Purdue_University_Thesis_Vachik_Dave.pdf (5.32 MB)

Download file# SOLVING TIME PREDICTION PROBLEMS IN NETWORKS USING GRAPHLETS AND EMBEDDING BASED LOCAL FEATURES

Real-world networks are inherently dynamic; vertices and edges of these networks appear or disappear in a systematic pattern over time. Hence, the exact time at which the network elements, such as, the vertices or the edges appear or disappear is important information for modeling such networks. Additionally, as we predict a future event (say, link generation) on the network, it is also important to predict the exact time of that future event, because the availability of the event time makes the event prediction more valuable in terms of real-life utility of that prediction. Unfortunately, existing works on dynamic networks do not consider the time value; neither do they use the time information for modeling the network nor do they predict the time of a future event.

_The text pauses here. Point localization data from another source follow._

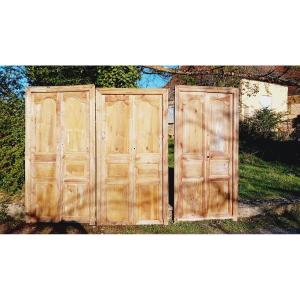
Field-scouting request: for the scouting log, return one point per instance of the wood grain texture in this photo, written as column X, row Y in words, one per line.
column 131, row 156
column 206, row 149
column 60, row 154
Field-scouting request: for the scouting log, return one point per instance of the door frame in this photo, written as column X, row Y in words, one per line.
column 178, row 145
column 99, row 111
column 29, row 215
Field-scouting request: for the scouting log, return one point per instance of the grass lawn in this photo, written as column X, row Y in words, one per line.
column 259, row 180
column 288, row 222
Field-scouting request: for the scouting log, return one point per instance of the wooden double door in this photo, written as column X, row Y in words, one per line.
column 118, row 153
column 132, row 167
column 60, row 154
column 206, row 153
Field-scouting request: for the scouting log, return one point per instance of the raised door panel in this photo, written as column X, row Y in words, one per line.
column 44, row 185
column 147, row 151
column 115, row 159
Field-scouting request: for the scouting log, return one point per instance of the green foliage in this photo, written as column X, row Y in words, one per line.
column 11, row 82
column 12, row 139
column 101, row 76
column 262, row 125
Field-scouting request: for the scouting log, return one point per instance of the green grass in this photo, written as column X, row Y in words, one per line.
column 270, row 222
column 260, row 179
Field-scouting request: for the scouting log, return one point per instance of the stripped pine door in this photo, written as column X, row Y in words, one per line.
column 206, row 153
column 60, row 133
column 131, row 126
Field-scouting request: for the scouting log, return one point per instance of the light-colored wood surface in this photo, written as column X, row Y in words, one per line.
column 131, row 156
column 60, row 154
column 206, row 150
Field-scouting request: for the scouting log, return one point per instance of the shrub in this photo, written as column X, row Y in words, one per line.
column 263, row 125
column 12, row 139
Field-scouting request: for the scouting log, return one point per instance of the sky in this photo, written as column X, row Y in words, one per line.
column 154, row 81
column 147, row 81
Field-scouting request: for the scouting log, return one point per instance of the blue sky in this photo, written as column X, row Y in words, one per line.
column 147, row 81
column 154, row 81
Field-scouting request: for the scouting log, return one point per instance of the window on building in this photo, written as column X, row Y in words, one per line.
column 265, row 101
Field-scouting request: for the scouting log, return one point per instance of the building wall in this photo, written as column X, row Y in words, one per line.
column 294, row 106
column 256, row 95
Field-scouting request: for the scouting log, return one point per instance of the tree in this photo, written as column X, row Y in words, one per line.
column 228, row 75
column 101, row 76
column 12, row 82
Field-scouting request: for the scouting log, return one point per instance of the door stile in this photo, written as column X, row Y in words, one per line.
column 132, row 158
column 59, row 153
column 206, row 137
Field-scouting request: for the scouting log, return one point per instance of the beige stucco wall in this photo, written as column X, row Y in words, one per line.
column 256, row 95
column 294, row 106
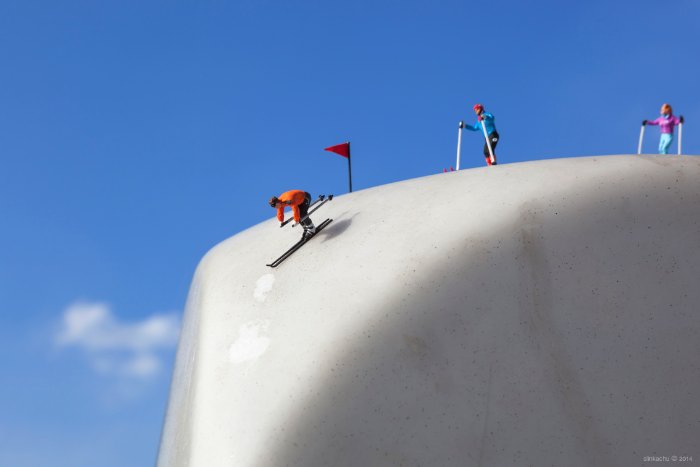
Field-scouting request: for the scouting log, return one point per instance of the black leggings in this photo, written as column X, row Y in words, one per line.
column 493, row 137
column 304, row 211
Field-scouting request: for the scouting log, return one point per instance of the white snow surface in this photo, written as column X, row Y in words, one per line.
column 542, row 313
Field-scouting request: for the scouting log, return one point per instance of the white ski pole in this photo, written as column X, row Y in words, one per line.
column 459, row 142
column 488, row 143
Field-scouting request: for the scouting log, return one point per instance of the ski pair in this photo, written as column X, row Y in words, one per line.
column 299, row 244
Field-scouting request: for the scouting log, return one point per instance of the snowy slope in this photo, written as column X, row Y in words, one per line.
column 541, row 313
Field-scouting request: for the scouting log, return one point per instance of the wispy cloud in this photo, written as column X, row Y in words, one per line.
column 115, row 347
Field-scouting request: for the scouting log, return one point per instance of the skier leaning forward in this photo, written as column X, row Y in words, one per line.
column 299, row 201
column 489, row 122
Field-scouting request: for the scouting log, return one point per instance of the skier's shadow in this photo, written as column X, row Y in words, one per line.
column 337, row 227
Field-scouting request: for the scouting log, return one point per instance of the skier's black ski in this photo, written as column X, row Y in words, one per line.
column 320, row 198
column 299, row 244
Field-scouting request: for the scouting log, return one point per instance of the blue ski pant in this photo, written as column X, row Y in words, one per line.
column 665, row 143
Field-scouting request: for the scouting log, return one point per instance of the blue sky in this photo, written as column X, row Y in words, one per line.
column 135, row 135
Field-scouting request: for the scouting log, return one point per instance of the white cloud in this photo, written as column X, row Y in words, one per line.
column 114, row 347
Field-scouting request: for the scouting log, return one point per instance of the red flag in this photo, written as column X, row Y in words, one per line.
column 341, row 149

In this thesis, I have solved the event time prediction variant of multiple well-known problems in social networks. For instance, link prediction is a well known and possibly the most-studied problem in network analysis. But, the existing solutions to this task only predict whether a future link will appear or not—on some occasions, with a probability value. Unlike the existing works, in my thesis, I have proposed machine learning solutions that answer the question, “when will a link appear?”, instead of answering whether a link will appear. I have also developed methods to use the time value of a link for the network modeling task, specifically, for learning features of a network element (a vertex, or an edge), which can subsequently be used for predicting the time value of a future event in the network. As I solve the time prediction problem in the network, I target to predict the link creation time in both directed and undirected networks. To put it succinctly, this thesis opens up a new dimension in the network analysis task, where the time of the event has been considered explicitly both in the modeling and also in the prediction. The specific time prediction problems that I have designed are discussed below.

The first problem is Reciprocal Link Time Prediction (RLTP) problem, which is designed to predict the creation times of reciprocal links. RLTP is a versatile tool which can be applied to many real-world applications. For example, RLTP can be used to predict the elapsed time between receiving an email and sending its reply, or it can be used to determine the follow-back time or friend request acceptance time in online social networks. The second problem is Triangle Completion Time Prediction (TCTP) problem, which is designed to predict the creation time of a link that completes one or more triangles. A triangle is a prominent and basic building block of social networks and it is shown by researchers that the majority of new links created in social networks complete a triangle(s) in the network. Hence, a good solution of this problem can effectively improve the performance of various network analysis problems such as the link prediction problem, network expansion study, network generation models, community structure generation. Also, a solution of this problem provides an ordering of the future links based on their creation time, which is very useful to rank the user recommendations in different domains. Lastly, time prediction is the main theme of my research, but the machine learning solutions to such prediction problems require effective and efficient feature generation schemes, which can scale to large, and complex networks. So, some of my published works, which are also part of this thesis, focused on building effective features for network time prediction.